= Fred Rimmer =

British musician

Frederick William Rimmer CBE FRSE FRCO FRSAMD (21 February 1914 - 3 July 1998) was a 20th-century British musician who served as the Gardiner Professor of Music at Glasgow University from 1966 to 1980 and for the same time period was Director of Scottish Opera. He also founded the Scottish Music Archive. Friends and colleagues generally knew him as Fred Rimmer.

==Life==
Rimmer was born in Liverpool on 21 February 1914, the son of William Rimmer and his wife, Amy Graham McMillan. He was educated at Quarry Bank High School in Liverpool.

He studied music at Durham University graduating BMus in 1939. In the Second World War he served in the 11th battalion Lancashire Fusiliers in the Middle East, and rising to the rank of major. After the war he did further postgraduate study at Selwyn College, Cambridge gaining a further BA in 1948 and MA in 1954. Whilst studying he was also senior lecturer in music at Homerton College, Cambridge.
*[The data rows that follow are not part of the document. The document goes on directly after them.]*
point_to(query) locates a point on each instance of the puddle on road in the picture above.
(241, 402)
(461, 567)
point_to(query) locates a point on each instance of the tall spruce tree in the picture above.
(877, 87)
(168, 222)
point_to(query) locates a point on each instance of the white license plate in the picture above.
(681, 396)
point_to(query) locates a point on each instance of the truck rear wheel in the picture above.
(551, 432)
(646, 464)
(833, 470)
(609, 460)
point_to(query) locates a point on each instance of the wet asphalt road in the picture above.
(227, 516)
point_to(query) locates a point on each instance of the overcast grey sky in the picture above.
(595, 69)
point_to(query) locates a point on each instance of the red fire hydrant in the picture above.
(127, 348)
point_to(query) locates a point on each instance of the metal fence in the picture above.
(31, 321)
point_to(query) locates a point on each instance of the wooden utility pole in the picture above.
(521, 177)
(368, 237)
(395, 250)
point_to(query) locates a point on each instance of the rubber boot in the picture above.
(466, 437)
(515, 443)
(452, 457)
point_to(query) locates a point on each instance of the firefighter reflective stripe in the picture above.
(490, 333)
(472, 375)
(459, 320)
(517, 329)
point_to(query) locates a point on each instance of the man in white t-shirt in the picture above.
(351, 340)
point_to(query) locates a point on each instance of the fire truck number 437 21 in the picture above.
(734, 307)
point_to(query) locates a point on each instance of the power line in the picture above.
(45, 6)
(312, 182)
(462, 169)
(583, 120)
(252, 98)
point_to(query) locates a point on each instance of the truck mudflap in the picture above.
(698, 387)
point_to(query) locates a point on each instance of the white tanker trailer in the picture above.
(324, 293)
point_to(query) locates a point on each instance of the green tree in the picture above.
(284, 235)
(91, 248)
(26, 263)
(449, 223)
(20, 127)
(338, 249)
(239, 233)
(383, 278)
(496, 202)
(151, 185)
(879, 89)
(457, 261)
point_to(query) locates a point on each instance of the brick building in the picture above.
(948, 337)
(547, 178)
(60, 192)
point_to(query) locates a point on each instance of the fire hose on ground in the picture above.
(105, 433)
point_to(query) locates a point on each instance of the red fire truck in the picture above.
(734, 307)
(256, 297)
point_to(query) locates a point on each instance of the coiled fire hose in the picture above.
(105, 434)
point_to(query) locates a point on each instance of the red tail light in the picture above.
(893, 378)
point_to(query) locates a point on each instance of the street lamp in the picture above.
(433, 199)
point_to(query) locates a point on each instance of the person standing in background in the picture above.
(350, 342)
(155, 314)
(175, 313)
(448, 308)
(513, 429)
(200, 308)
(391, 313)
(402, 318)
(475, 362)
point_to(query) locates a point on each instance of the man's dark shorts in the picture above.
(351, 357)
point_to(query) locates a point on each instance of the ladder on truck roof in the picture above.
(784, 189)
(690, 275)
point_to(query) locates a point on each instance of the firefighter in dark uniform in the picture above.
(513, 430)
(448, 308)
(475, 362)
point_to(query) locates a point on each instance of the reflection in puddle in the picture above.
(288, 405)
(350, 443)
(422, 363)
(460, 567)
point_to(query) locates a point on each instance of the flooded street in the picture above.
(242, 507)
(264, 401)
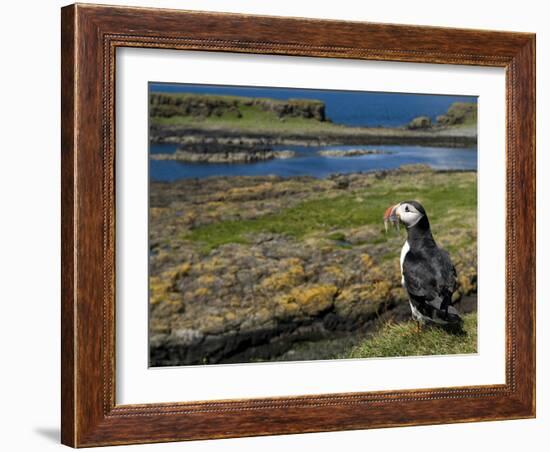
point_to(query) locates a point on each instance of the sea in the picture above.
(351, 108)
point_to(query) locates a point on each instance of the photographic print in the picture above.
(294, 224)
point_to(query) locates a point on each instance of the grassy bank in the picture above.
(453, 195)
(247, 268)
(404, 339)
(257, 116)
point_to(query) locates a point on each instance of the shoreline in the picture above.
(247, 268)
(440, 137)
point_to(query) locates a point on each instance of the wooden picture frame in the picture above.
(90, 36)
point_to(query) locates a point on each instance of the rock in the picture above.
(422, 122)
(204, 106)
(459, 113)
(265, 291)
(350, 152)
(224, 157)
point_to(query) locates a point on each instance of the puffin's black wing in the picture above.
(430, 280)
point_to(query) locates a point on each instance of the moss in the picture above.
(292, 277)
(313, 299)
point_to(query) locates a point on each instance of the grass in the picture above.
(403, 339)
(253, 120)
(345, 211)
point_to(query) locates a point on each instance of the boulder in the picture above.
(421, 122)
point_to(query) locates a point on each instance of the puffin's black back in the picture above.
(429, 274)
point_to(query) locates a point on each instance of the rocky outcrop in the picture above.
(205, 106)
(224, 157)
(350, 152)
(459, 113)
(254, 297)
(422, 122)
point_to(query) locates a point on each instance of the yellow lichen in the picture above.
(313, 299)
(206, 279)
(285, 280)
(367, 262)
(201, 292)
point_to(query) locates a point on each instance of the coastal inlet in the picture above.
(265, 232)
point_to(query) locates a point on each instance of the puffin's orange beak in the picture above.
(390, 216)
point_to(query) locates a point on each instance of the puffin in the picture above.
(427, 272)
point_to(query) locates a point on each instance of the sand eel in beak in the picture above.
(427, 273)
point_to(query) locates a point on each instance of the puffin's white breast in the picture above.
(404, 252)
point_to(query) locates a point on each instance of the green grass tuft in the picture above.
(403, 339)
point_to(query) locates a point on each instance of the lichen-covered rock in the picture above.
(257, 296)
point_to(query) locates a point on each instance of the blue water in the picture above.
(352, 108)
(308, 162)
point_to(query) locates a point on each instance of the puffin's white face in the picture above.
(408, 214)
(405, 213)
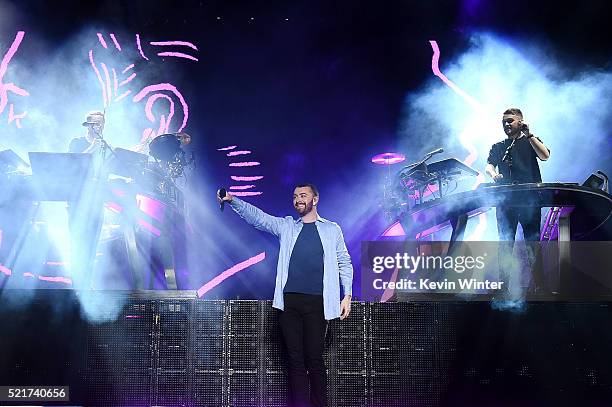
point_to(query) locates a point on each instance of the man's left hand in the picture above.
(345, 307)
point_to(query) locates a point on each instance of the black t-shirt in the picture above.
(306, 263)
(524, 161)
(78, 145)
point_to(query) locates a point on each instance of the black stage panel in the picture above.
(156, 349)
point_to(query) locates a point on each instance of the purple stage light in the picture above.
(151, 207)
(435, 59)
(388, 158)
(166, 43)
(230, 272)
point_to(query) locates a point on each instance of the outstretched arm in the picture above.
(253, 215)
(346, 274)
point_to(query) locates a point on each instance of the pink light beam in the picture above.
(230, 272)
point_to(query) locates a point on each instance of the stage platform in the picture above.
(173, 349)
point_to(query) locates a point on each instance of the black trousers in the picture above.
(303, 326)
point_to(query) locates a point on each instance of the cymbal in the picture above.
(388, 158)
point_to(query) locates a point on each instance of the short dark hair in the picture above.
(314, 189)
(515, 111)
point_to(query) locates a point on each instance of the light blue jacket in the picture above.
(337, 267)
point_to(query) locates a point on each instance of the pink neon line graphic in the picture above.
(116, 42)
(240, 178)
(245, 164)
(16, 117)
(240, 152)
(101, 39)
(140, 47)
(5, 270)
(63, 280)
(128, 80)
(164, 43)
(436, 70)
(99, 76)
(11, 87)
(237, 193)
(55, 263)
(176, 54)
(161, 87)
(107, 76)
(163, 123)
(123, 95)
(115, 80)
(230, 272)
(128, 68)
(146, 225)
(9, 55)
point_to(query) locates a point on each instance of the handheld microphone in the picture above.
(507, 153)
(222, 193)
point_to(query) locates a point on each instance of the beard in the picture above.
(303, 210)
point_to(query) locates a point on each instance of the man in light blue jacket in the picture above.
(312, 264)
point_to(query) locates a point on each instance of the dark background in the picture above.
(314, 88)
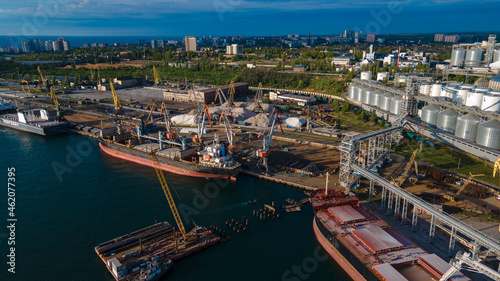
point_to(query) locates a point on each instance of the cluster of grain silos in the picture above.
(465, 95)
(467, 126)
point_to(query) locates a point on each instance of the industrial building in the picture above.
(205, 95)
(291, 98)
(190, 42)
(234, 49)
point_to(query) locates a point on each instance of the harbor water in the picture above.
(71, 197)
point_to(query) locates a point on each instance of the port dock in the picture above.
(126, 255)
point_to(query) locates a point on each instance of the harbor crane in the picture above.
(229, 132)
(232, 91)
(116, 101)
(24, 82)
(496, 169)
(117, 125)
(57, 105)
(157, 77)
(401, 179)
(42, 78)
(462, 188)
(263, 153)
(188, 236)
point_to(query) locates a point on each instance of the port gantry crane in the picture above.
(462, 188)
(496, 169)
(116, 101)
(161, 177)
(232, 91)
(57, 105)
(157, 77)
(402, 178)
(44, 81)
(267, 138)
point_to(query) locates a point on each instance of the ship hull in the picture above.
(185, 169)
(43, 131)
(336, 255)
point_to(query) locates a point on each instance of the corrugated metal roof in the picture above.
(377, 239)
(389, 273)
(346, 213)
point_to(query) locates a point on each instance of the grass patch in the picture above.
(448, 158)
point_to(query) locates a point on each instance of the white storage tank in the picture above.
(376, 98)
(367, 97)
(491, 103)
(488, 134)
(460, 96)
(351, 91)
(496, 57)
(366, 75)
(457, 57)
(436, 90)
(474, 99)
(430, 114)
(474, 57)
(385, 102)
(447, 120)
(359, 92)
(396, 104)
(382, 75)
(467, 126)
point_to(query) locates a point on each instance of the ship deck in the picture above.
(131, 250)
(383, 249)
(33, 120)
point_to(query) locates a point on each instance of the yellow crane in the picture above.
(401, 179)
(161, 177)
(157, 77)
(496, 169)
(44, 82)
(118, 105)
(24, 82)
(465, 184)
(231, 93)
(53, 97)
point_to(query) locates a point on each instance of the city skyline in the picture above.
(245, 18)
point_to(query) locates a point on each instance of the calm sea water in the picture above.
(61, 221)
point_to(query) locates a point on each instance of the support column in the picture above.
(370, 199)
(384, 195)
(451, 246)
(404, 212)
(432, 229)
(414, 219)
(396, 206)
(389, 201)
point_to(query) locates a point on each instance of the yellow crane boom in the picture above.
(118, 105)
(157, 77)
(168, 194)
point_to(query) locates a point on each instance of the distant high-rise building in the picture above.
(372, 37)
(234, 49)
(438, 37)
(66, 45)
(48, 46)
(190, 42)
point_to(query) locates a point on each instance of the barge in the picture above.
(369, 248)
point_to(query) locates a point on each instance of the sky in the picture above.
(243, 17)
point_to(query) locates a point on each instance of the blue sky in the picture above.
(242, 17)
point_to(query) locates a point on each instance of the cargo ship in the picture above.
(366, 246)
(212, 162)
(37, 121)
(148, 253)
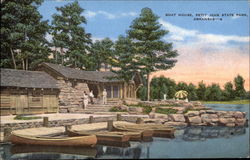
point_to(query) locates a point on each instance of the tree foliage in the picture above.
(240, 91)
(152, 53)
(123, 58)
(23, 43)
(102, 52)
(70, 36)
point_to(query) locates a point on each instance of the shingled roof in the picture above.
(72, 73)
(26, 79)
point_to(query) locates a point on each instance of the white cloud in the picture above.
(48, 37)
(182, 35)
(91, 14)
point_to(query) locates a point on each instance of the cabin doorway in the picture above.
(94, 88)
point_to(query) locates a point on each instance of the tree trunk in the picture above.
(148, 87)
(23, 64)
(13, 58)
(27, 64)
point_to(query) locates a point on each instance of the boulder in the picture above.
(209, 118)
(226, 120)
(192, 113)
(230, 124)
(183, 124)
(238, 114)
(202, 112)
(163, 116)
(154, 121)
(177, 117)
(136, 109)
(211, 111)
(151, 115)
(240, 121)
(194, 120)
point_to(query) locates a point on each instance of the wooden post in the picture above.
(110, 125)
(119, 117)
(91, 119)
(139, 120)
(45, 121)
(6, 134)
(67, 128)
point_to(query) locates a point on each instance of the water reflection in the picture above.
(191, 139)
(203, 133)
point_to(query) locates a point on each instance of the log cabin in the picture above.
(27, 92)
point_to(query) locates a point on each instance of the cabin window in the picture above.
(36, 99)
(108, 89)
(115, 91)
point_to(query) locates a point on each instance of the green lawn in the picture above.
(227, 102)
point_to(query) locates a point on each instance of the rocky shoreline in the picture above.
(193, 114)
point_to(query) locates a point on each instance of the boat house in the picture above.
(73, 82)
(27, 92)
(56, 88)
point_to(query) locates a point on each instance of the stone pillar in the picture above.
(110, 125)
(139, 120)
(119, 117)
(91, 119)
(6, 134)
(45, 121)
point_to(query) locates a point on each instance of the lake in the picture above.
(189, 142)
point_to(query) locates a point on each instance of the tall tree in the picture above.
(201, 91)
(192, 95)
(228, 92)
(213, 92)
(240, 91)
(23, 34)
(152, 53)
(182, 86)
(70, 36)
(123, 59)
(102, 52)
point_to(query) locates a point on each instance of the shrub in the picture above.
(22, 117)
(166, 110)
(116, 109)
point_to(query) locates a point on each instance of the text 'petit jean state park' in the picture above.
(84, 97)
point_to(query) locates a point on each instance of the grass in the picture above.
(146, 109)
(22, 117)
(194, 110)
(245, 101)
(115, 109)
(165, 110)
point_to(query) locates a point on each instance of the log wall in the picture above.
(28, 101)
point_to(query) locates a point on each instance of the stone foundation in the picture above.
(201, 118)
(71, 94)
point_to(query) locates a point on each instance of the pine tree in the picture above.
(228, 92)
(23, 34)
(123, 59)
(152, 53)
(201, 91)
(240, 91)
(70, 36)
(102, 52)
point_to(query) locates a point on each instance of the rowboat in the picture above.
(85, 141)
(86, 151)
(146, 135)
(104, 138)
(156, 129)
(109, 136)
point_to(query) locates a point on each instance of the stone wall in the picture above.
(71, 94)
(58, 123)
(201, 118)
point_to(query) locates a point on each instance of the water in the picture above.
(189, 142)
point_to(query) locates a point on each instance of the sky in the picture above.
(214, 51)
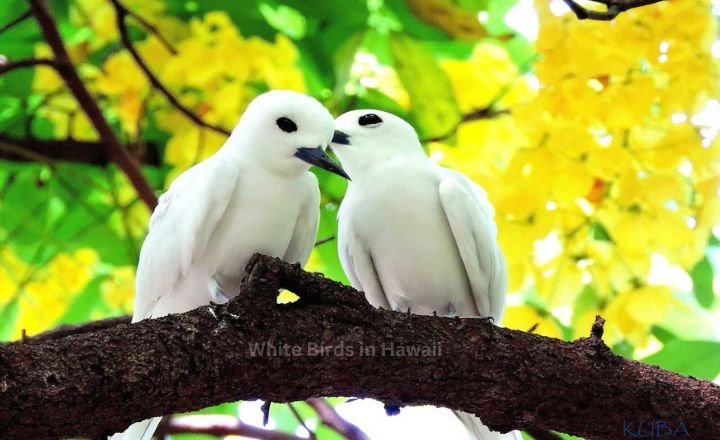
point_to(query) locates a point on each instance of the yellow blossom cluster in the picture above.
(44, 293)
(598, 166)
(215, 73)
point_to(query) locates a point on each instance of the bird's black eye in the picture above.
(286, 124)
(370, 119)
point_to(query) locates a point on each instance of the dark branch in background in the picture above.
(63, 65)
(14, 22)
(488, 112)
(30, 62)
(330, 418)
(219, 426)
(65, 150)
(122, 12)
(614, 7)
(98, 383)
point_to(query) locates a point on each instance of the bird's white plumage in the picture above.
(413, 235)
(253, 195)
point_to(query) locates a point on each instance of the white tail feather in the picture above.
(481, 432)
(139, 431)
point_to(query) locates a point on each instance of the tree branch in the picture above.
(122, 12)
(219, 426)
(78, 329)
(488, 112)
(252, 348)
(66, 150)
(14, 22)
(614, 8)
(330, 418)
(66, 70)
(29, 62)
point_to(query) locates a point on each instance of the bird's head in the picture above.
(287, 131)
(364, 138)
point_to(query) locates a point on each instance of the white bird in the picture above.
(255, 194)
(412, 235)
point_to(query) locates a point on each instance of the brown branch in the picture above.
(540, 434)
(30, 62)
(66, 70)
(488, 112)
(121, 14)
(14, 22)
(252, 348)
(78, 329)
(300, 420)
(330, 418)
(218, 426)
(614, 8)
(65, 150)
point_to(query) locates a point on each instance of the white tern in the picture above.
(255, 194)
(412, 235)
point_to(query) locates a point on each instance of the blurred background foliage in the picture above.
(596, 141)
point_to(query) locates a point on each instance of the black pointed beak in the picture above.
(341, 138)
(316, 156)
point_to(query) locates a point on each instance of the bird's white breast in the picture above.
(260, 218)
(397, 214)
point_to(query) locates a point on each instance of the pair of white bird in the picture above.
(412, 235)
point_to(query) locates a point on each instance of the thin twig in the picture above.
(19, 19)
(325, 240)
(29, 62)
(121, 14)
(614, 7)
(90, 107)
(219, 426)
(475, 115)
(330, 418)
(66, 150)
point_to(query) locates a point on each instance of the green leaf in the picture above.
(81, 308)
(434, 109)
(702, 276)
(283, 18)
(8, 317)
(662, 334)
(700, 359)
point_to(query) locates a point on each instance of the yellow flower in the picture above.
(524, 317)
(630, 314)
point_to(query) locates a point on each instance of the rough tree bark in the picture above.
(98, 382)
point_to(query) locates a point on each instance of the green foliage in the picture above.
(700, 359)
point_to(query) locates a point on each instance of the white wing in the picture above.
(358, 265)
(305, 232)
(180, 228)
(470, 216)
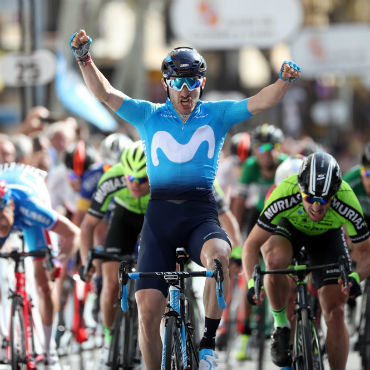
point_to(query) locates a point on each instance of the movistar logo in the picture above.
(182, 153)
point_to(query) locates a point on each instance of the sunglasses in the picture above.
(311, 199)
(266, 147)
(178, 83)
(140, 180)
(73, 176)
(365, 171)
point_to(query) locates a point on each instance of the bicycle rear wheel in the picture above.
(172, 349)
(364, 329)
(114, 356)
(17, 337)
(307, 351)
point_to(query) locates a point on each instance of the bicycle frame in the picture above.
(305, 327)
(20, 293)
(177, 299)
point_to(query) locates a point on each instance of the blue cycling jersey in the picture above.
(30, 196)
(182, 158)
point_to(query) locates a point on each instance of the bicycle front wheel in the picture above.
(172, 350)
(18, 348)
(114, 356)
(304, 357)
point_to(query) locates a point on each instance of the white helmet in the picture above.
(112, 147)
(288, 167)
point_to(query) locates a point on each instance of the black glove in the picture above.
(250, 294)
(355, 289)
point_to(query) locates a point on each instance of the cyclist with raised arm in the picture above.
(309, 208)
(182, 141)
(257, 175)
(25, 206)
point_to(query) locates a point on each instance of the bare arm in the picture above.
(251, 249)
(87, 235)
(95, 80)
(272, 94)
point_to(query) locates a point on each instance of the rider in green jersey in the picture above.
(310, 209)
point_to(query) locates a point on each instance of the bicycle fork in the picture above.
(175, 301)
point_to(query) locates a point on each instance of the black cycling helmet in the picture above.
(240, 145)
(319, 175)
(267, 133)
(365, 158)
(183, 62)
(79, 157)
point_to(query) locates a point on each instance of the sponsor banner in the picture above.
(231, 24)
(341, 48)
In 1951 he went to Glasgow University as Cramb Lecturer in Music. He became official organist to the university in 1954 and was promoted to senior lecturer in 1956. In 1966 he succeeded Prof Robin Orr as Gardiner Professor of Music at Glasgow and held this position until retiral in 1980.

In the 1980 Birthday Honours Queen Elizabeth II appointed him a Commander of the Order of the British Empire (CBE).

In 1996 (aged 82, and one of the oldest admissions) he was elected a Fellow of the Royal Society of Edinburgh. His proposers were Robert Alex Rankin, Walter Douglas Munn, Ian Naismith Sneddon, Philip Ledger and Sir Alexander Gibson.

He died on 3 July 1998.

==Family==

In 1941 he married Joan Doreen Graham.